Disabled parents and their children often receive fragmented and inadequate support, says a new study by the Commission for Social Care Inspection. Fragmentation has developed following the restructuring of services within councils where separate adults’ and children’s services have been created. This has led to competition about ‘who owns the family’.

Disabled parents’ are a diverse group of people including those with physical or sensory impairments, learning disabilities, mental health needs, drug- and alcohol-related problems and long-term medical conditions such as living with HIV. It has been estimated that there are 1.1 million households with dependent children that have at least one disabled parent.

The report describes how policy and practice have largely been developed separately within adults’ and children’s services, where each has looked at the support needed through their particular lens rather than taking a ‘whole-family’ approach. There has long been long standing concern about the ‘gap’ created between services through which disabled parents and their families can fall.
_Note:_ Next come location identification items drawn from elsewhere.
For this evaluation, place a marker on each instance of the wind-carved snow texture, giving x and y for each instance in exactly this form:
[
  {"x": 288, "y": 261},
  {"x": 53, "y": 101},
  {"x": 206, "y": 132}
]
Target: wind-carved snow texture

The survey revealed that two thirds of councils tended to focus separately on adults’ and children’s issues. Only 17 per cent had collected any information about disabled parents and their families living in their area so few are planning and commissioning services on a basis of knowledge.

Resource disputes indicate the lack of joint policies and strategies in many councils. Preventative strategies are also being hampered by a lack of joint policies and resource pressures. Only one third of councils had developed any kind of joint protocol to establish a shared understanding of roles and responsibilities within the council and with other partner agencies.

The Commission calls for councils to work urgently on agreeing joint protocols to ensure no child or disabled parent ‘falls through the gap’ in services. It also wants better information for joint strategic needs assessments and joint planning and the development of a range of local services.